Uganda and all but three African countries voted against UN’s sexual orientation and gender identity (SOGI) mandate safeguard.
According to the UN’s website, the vote took place late yesterday, with 84 countries, voting in favour of keeping the Independent Expert and 17 abstaining. Cape Verde and Seychelles were the only other two members of the African Group that voted in favour.
77 countries voted against the amendment and Uganda is one of them. (A few African countries didn’t vote at all.)
Neighbours Kenya, Tanzania, Sudan and Democratic Republic of Congo also voted against and in an unusual move, Rwanda abstained from the vote.
Uganda says it will not recognize the mandate of the gay rights investigator Vitit Muntarbhorn of Thailand and would not cooperate. Muntarbhorn now has a three-year mandate to investigate abuses against lesbian, gay, bisexual, transgender and intersex (LGBTI) people.
Earlier this month the African Group, of which Uganda is a member, delivered a statement to the UN General Assembly opposing the appointment.
Dr. Richard Nduhuura is the Permanent Representative of Uganda to the United Nations based in New York.

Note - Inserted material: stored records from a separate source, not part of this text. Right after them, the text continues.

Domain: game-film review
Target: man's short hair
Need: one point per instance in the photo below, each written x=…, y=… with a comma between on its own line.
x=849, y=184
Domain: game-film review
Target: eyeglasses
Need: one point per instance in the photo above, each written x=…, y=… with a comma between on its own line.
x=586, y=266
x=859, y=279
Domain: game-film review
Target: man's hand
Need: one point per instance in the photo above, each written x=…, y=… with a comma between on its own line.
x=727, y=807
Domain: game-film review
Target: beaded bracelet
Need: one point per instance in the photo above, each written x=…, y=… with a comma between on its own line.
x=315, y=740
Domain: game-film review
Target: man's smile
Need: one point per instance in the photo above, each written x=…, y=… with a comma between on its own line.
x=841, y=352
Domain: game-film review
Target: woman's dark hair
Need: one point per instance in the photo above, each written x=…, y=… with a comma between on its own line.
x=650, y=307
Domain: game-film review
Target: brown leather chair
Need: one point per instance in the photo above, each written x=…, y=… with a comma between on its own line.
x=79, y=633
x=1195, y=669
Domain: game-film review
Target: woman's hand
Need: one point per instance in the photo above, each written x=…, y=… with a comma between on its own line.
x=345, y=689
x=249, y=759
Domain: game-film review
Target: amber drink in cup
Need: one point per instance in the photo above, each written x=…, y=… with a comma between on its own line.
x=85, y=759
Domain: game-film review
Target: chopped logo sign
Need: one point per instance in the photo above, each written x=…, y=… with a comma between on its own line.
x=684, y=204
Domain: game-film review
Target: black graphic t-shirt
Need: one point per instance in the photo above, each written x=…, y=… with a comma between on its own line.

Uganda continues to face international outrage over its Anti-Homosexuality Act, which was signed into law in 2014 but was later annulled by the Constitutional Court because the bill was passed by MPs without the requisite quorum and was therefore illegal.
Homosexual acts were already illegal, but the new law allowed for life imprisonment for “aggravated homosexuality” and banned the “promotion of homosexuality”.
Statistics say that 96% of Ugandans believe homosexuality is not an acceptable way of life.